The Fourth Great Awakening & the Future of Egalitarianism: A book review by Bob Morris

Fourth GreatThe Fourth Great Awakening & the Future of Egalitarianism 
Robert William Fogel
University of Chicago Press (August 1, 2000)

Note: I read this book when it was first published more than a decade ago and recently re-read it while preparing interview questions. For those such as I who are now struggling to make sense of current socioeconomic developments, this book and Richard Florida’s The Great Reset: How New Ways of Living and Working Drive Post-Crash Prosperity provide information, insights, and counsel of incalculable value.

Robert William Fogel’s purpose is to provide “a framework for analyzing the movements that shaped the egalitarian creed in America.” Throughout U.S. history, there have been several of these movements (“Great Awakenings”) which help to explain all manner of major transformations.

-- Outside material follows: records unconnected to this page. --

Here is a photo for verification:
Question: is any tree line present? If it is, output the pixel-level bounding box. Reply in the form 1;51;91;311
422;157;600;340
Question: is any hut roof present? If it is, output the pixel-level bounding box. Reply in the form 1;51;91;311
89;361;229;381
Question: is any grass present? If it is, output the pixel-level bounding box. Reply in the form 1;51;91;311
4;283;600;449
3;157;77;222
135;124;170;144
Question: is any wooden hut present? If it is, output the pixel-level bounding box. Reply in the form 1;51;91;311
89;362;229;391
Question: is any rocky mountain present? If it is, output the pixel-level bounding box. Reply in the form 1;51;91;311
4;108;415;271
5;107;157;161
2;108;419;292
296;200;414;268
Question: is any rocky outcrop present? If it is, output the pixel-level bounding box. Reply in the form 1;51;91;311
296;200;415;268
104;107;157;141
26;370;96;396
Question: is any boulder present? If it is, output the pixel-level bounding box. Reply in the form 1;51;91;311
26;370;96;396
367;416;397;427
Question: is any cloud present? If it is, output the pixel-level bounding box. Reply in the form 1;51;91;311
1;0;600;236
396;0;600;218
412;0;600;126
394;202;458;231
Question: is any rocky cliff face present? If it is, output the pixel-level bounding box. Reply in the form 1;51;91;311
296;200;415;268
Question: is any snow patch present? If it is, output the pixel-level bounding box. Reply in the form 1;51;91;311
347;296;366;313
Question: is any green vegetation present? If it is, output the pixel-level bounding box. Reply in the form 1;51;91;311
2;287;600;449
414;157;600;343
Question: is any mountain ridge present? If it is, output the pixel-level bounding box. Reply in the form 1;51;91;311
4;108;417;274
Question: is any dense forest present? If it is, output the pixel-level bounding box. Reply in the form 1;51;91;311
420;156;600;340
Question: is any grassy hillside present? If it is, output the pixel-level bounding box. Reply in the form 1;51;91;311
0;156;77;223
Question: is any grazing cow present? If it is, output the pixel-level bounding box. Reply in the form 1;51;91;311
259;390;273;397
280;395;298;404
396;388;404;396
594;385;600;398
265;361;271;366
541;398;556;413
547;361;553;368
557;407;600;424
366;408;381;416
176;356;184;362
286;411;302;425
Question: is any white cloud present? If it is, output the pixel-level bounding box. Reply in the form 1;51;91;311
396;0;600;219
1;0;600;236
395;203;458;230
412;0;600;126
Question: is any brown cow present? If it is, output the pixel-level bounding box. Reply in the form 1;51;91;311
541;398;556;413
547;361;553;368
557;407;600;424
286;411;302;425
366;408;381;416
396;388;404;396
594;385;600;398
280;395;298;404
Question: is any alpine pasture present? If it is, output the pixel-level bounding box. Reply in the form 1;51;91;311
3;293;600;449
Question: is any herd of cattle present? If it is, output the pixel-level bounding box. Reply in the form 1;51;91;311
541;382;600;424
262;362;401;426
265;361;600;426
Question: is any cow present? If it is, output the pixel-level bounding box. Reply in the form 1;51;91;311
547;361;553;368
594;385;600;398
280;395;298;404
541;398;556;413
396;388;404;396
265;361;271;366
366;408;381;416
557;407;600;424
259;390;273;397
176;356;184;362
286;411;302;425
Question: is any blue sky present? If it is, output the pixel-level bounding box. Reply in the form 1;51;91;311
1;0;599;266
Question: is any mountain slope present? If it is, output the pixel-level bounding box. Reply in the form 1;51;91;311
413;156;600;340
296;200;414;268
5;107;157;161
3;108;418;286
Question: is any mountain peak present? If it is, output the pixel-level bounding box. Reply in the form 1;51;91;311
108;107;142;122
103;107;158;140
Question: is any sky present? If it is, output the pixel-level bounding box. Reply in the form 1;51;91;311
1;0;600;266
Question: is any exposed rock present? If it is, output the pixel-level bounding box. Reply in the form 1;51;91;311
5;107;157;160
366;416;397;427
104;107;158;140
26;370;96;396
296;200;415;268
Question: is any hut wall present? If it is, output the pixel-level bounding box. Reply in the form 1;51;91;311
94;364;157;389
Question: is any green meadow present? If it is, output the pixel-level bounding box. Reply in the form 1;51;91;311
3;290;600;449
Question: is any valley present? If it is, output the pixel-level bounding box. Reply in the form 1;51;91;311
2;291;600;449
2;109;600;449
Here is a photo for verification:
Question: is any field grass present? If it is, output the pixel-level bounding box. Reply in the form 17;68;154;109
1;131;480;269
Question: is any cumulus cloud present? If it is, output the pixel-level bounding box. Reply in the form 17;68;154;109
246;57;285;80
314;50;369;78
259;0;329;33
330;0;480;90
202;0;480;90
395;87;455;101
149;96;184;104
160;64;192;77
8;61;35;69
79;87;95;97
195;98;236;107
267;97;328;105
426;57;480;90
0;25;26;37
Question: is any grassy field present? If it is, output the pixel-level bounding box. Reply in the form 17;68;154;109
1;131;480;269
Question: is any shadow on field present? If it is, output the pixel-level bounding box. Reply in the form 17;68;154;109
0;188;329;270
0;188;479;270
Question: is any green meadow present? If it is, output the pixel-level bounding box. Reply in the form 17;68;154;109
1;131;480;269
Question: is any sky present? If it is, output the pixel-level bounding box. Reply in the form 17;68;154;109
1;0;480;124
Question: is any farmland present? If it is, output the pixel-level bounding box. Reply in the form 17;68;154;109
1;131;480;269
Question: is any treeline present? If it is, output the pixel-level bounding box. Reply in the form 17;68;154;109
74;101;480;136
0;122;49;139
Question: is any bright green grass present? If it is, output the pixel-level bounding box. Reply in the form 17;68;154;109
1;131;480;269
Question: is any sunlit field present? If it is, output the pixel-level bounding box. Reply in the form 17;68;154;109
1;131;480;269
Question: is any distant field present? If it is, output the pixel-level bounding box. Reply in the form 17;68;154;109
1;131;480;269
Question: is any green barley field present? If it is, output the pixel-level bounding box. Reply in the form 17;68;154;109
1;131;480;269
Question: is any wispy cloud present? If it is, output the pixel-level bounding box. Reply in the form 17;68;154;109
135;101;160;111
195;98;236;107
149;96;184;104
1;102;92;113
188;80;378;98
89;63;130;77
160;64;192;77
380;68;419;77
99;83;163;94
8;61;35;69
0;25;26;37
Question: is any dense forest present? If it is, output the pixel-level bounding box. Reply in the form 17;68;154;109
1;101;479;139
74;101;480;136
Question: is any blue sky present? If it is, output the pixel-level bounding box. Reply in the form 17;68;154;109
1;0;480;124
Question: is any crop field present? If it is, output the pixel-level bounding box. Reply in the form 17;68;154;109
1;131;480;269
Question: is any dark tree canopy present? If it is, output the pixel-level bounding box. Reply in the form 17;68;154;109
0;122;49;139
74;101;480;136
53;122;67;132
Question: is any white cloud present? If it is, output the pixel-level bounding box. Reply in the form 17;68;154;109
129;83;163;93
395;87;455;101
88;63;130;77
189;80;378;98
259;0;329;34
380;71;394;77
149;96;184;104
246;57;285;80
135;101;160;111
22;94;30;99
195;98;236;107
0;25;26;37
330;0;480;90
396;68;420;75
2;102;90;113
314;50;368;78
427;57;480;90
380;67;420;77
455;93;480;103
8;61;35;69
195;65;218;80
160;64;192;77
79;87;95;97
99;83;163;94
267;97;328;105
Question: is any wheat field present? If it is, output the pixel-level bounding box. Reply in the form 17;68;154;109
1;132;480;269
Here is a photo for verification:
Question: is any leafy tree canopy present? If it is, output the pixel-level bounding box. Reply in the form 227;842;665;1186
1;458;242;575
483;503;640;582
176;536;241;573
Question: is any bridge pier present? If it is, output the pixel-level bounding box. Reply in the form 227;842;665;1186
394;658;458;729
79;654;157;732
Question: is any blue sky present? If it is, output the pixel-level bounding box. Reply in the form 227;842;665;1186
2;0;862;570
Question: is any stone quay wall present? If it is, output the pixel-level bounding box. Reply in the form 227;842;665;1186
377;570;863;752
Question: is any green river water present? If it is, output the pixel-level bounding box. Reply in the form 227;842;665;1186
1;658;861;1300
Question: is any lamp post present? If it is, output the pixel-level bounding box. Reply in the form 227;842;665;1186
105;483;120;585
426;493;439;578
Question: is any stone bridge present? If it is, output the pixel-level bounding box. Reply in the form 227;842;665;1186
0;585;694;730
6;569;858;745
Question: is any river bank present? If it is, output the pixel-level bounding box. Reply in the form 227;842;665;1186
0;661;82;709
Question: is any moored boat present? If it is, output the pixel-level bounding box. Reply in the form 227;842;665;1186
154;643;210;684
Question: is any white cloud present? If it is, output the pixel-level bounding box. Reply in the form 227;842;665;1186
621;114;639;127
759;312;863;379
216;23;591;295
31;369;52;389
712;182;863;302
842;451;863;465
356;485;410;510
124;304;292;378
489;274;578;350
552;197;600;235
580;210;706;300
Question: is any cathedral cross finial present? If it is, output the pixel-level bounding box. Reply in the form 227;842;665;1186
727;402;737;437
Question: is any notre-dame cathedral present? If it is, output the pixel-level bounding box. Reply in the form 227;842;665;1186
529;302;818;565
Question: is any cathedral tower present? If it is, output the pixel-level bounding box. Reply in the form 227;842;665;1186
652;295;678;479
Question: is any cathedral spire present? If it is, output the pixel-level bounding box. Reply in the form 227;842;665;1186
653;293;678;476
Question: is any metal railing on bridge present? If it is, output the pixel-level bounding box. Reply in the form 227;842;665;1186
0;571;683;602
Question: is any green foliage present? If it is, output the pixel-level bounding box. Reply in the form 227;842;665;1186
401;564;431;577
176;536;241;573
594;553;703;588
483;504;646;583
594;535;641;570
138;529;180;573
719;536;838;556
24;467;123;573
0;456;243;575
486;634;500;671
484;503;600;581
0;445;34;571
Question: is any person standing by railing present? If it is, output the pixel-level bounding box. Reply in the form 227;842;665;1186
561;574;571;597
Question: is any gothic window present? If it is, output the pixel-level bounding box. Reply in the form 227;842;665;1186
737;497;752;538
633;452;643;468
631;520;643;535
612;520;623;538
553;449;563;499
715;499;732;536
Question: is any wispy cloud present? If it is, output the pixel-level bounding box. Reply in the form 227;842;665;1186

The First (1730-1820) is manifest in the American Revolution. Fogel observes: “Steeped in the rationalism of the Enlightenment, and harboring suspicions of the established churches, the leaders of the Revolution tended to view all political issues through the prism of natural rights rather than divine revelation.”

As Fogel explains, the leaders of the Second (roughly 1800 until 1870) “preached that the American mission was to build God’s kingdom on earth….An array of reform movements [eg temperance, abolition of slavery, elimination of graft in government] sought to make America a fit place for the Second Coming of Christ.” The Third (from about 1890 until the 1930s) involved a continuation of certain reforms as well as the introduction of others led by modernists and Social Gospelers who “laid the basis for the welfare state, providing both the ideological foundation and the politic drive for the labor reforms of the 1930, 1940s and 1950s, and for the civil rights reforms of the 1950 and 1960s, and for the new feminist reforms of the late 1960s and early 1970s.”

In Fogel’s view, the Fourth Great Awakening now underway has resulted in attacks on material corruption, the rise of pro-life and pro-family movements, campaigns for values-oriented school curricula, an expansion of tax revolt, and an attack on entitlements. Fogel observes: All of the Great Awakenings are “not merely, nor primarily, religious phenomena. They are primarily political phenomena in which the evangelical churches represent the leading edge of an ideological and political response to accumulated technological, economic, and social changes that undermined the received culture.”

As stated previously, Fogel’s purpose is to provide “a framework for analyzing the movements that shaped the egalitarian creed in America.” In process, he places the Fourth Great Awakening within an historical frame-of-reference. Here is the sequence of subjects analyzed:

Introduction: The Egalitarian Creed in America
One: The Fourth Great Awakening, the Political Realignment of the 1990s, and the Potential for Egalitarian Reform
Two: Technological Change, Cultural Transformations, and Political Crises
Three: The Triumph of the Modern Egalitarian Ethic
Four: The Egalitarian Revolution of the Twentieth Century
Five: The Emergence of a Postmodern Egalitarian Agenda
Afterword: Whither Goes Our World?

When concluding his analysis, Fogel suggests that the spiritual struggles for those in future generations will be “more complex and more intense than those of my generation.” Nonetheless, Fogel hopes they will possess “a maturity and intellectual vitality that will help [them] find better solutions than we have found.” Meanwhile, in 2000, will anyone deny that our society has urgent spiritual needs, secular as well as sacred? I agree with Fogel that “Spiritual (or immaterial) inequity is now as great a problem as material inequity, perhaps even greater.” Rather than defer that problem to our grandchildren, we have a moral imperative to solve or at least alleviate that problem. To do so, we must first understand the nature and extent of its complexity. I know of no other single volume which can contribute more to that understanding than can The Fourth Great Awakening & the Future of Egalitarianism.